Position the patient in the lateral decubitus position but rolled slightly forward, with the limb to be blocked in the nondependent position, flexed 45 degrees at the hip and 90 degrees at the knee (figure 3).

•Transgluteal block

-Place the ultrasound transducer or mark the patient and insert the needle according to the graphic (figure 3 and picture 1). (See 'Landmarks for the block' above.)

-For ultrasound-guided block, identify the sciatic nerve in the plane between the gluteus maximus and quadratus femoris muscles (figure 4). Insert the block needle in plane, positioning the tip near the lateral edge of the nerve. After negative aspiration, inject approximately 20 mL of local anesthetic (LA) in 5 mL increments, with gentle aspiration between injections, visualizing spread around the nerve (movie 1). (See 'Ultrasound-guided block' above.)

-For nerve stimulator-guided block, insert the needle perpendicular to the skin and advance, watching for motor response in the foot. After appropriate tibial nerve stimulation (ie, foot inversion and plantar flexion) and after negative aspiration, inject 30 mL of LA with epinephrine (as a vascular marker) in 5 mL increments, with gentle aspiration between injections. (See 'Nerve stimulator-guided block' above.)

•Infragluteal block

-Place the transducer or mark the patient and insert the needle according to the graphic (figure 7).

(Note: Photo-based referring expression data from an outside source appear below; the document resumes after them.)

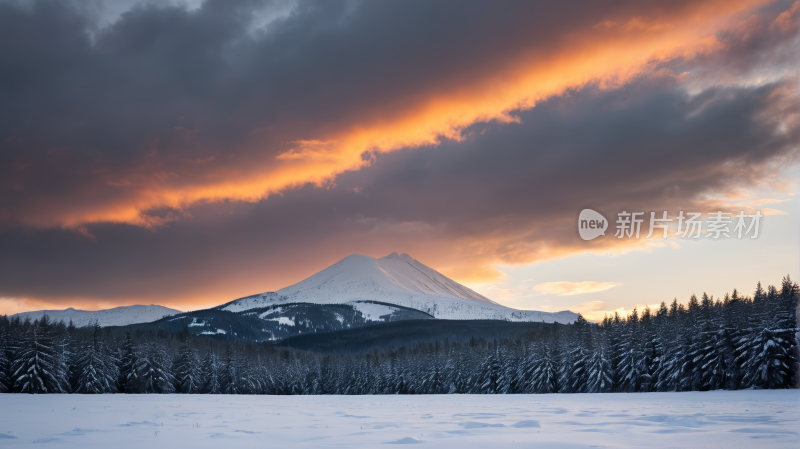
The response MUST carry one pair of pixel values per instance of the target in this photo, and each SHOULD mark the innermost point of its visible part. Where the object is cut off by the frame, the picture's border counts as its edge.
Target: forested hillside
(735, 342)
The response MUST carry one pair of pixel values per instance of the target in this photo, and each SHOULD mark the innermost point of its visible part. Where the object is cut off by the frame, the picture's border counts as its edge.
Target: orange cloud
(566, 288)
(608, 56)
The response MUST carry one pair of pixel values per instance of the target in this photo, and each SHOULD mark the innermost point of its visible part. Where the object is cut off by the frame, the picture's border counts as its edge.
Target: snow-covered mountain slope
(394, 279)
(118, 316)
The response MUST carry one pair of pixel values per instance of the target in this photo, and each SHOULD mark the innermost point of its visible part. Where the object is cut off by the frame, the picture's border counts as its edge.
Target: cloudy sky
(189, 153)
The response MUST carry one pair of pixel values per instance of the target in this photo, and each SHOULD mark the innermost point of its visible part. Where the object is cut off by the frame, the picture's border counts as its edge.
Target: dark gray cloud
(505, 190)
(174, 94)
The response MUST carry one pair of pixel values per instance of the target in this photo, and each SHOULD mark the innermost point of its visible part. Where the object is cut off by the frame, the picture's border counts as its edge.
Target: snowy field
(725, 419)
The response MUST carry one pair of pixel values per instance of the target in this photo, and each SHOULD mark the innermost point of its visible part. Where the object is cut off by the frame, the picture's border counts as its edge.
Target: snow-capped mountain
(394, 279)
(118, 316)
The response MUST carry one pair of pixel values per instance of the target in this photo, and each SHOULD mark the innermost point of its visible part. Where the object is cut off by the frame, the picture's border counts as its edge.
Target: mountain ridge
(396, 279)
(117, 316)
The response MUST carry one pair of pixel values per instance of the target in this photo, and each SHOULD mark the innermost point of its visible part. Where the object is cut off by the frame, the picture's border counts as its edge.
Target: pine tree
(211, 384)
(5, 363)
(545, 374)
(96, 371)
(152, 373)
(185, 367)
(36, 369)
(228, 375)
(127, 366)
(599, 378)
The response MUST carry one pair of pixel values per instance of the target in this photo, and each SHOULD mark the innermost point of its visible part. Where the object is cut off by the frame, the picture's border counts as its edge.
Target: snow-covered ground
(724, 419)
(395, 279)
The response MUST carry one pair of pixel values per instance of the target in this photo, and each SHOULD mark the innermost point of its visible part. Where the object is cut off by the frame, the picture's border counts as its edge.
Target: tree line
(736, 342)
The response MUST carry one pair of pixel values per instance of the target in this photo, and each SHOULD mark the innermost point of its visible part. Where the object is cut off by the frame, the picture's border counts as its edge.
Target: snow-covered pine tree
(126, 366)
(5, 363)
(152, 370)
(545, 374)
(599, 377)
(580, 355)
(767, 354)
(210, 373)
(631, 366)
(228, 373)
(97, 373)
(186, 369)
(36, 368)
(490, 374)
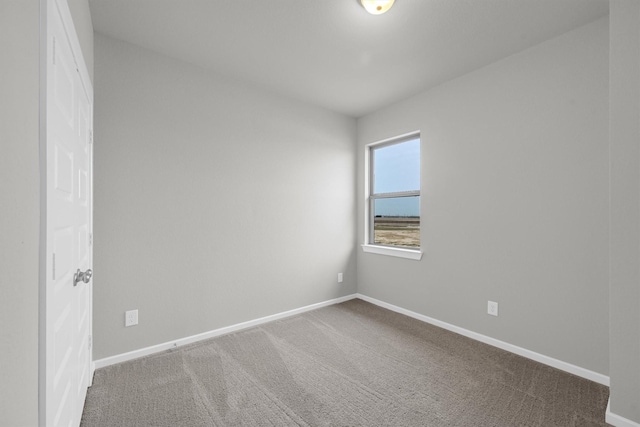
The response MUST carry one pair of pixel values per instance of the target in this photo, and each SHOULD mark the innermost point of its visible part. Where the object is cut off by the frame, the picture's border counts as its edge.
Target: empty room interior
(307, 212)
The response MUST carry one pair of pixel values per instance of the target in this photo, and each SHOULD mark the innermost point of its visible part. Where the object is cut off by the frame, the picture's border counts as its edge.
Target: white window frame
(369, 246)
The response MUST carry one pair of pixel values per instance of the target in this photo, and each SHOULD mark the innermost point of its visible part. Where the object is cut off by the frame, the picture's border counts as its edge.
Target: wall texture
(215, 203)
(514, 200)
(19, 213)
(624, 335)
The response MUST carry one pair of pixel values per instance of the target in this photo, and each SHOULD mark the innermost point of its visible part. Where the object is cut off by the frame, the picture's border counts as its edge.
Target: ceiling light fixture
(377, 7)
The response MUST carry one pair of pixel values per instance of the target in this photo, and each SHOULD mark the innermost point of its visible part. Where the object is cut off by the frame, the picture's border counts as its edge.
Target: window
(393, 205)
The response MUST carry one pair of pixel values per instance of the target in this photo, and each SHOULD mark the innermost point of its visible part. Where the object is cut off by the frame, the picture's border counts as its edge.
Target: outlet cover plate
(492, 308)
(130, 318)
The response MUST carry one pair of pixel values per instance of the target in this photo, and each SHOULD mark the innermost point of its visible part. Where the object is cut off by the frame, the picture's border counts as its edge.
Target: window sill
(415, 255)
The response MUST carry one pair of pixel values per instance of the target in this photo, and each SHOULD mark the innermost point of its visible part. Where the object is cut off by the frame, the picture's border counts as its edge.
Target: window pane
(396, 221)
(397, 167)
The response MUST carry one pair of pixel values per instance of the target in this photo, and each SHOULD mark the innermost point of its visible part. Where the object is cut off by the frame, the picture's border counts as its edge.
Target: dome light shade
(377, 7)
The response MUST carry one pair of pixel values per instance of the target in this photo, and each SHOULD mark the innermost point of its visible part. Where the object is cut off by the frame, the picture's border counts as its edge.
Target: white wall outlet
(492, 308)
(131, 318)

-For ultrasound-guided block, identify the sciatic nerve lateral to the biceps femoris tendon, deep to the gluteus maximus muscle and superficial to the adductor magnus muscle (figure 8). Insert the needle in or out of plane, positioning the tip near the lateral edge of the nerve. After negative aspiration, inject approximately 20 mL of LA in 5 mL increments, with gentle aspiration between injections, visualizing spread around the nerve. (See 'Ultrasound-guided block' above.)

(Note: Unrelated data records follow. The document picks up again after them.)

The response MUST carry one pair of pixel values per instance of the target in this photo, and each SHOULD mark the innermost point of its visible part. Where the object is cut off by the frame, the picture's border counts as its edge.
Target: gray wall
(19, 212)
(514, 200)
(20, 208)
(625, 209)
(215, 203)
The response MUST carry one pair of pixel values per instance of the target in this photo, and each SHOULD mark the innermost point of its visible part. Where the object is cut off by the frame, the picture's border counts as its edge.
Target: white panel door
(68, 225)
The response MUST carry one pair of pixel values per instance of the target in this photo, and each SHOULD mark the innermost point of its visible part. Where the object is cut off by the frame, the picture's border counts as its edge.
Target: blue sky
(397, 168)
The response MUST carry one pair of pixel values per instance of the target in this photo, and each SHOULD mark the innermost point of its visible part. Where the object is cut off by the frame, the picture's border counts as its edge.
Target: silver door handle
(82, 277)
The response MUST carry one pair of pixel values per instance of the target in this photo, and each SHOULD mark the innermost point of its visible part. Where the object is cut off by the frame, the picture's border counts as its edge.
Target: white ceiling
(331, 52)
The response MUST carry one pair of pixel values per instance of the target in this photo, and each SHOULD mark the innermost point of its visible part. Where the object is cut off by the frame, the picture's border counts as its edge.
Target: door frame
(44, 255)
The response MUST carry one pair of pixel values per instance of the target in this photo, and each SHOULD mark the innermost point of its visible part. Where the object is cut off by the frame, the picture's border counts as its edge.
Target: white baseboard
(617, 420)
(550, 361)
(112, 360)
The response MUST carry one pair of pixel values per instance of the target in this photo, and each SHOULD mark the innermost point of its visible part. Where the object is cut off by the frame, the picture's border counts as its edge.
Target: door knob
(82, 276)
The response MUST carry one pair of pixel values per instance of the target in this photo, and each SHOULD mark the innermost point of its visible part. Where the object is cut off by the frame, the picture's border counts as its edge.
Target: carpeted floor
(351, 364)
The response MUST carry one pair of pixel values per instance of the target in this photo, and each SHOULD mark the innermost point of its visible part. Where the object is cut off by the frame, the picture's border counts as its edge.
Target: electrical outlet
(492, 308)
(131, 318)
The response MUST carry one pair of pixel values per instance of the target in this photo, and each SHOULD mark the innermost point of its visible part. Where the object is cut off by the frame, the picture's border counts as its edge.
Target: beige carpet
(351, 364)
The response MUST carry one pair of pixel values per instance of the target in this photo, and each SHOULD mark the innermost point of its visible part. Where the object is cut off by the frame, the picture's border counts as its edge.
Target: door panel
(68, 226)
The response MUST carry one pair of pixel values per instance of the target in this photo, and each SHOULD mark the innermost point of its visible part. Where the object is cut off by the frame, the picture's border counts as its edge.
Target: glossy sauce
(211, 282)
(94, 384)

-For nerve stimulator-guided block, insert the needle perpendicular to the skin and advance, watching for motor response in the foot. If bone is contacted, redirect the needle medially. After appropriate tibial nerve stimulation (ie, foot inversion and plantar flexion), and after negative aspiration, inject 30 mL of LA with epinephrine (as a vascular marker) in 5 mL increments, with gentle aspiration between injections. (See 'Nerve stimulator-guided block' above.)

●Continuous block technique – Continuous block is performed as described for single injection block, using a Touhy needle with a 19 or 20 gauge catheter inserted through it and 4 to 6 cm beyond the needle tip. (See 'Continuous sciatic nerve block' above.)

●LA choice (see 'Local anesthetic choice and dose' above)

•For single injection block:

-For surgical anesthesia – 2% lidocaine or 1.5% mepivacaine.

-For postoperative analgesia – 0.25 to 0.5% bupivacaine or 0.5% ropivacaine

•For continuous block– Bolus injection as for single-injection block, followed by continuous infusion of 0.125% bupivacaine or 0.2% ropivacaine at 5 to 8 mL per hour

●Side effects and complications – Major side effects of sciatic block are very rare. Patients should be alerted to the possibility of motor block, which can cause foot drop or hamstring weakness. (See 'Side effects and complications' above.)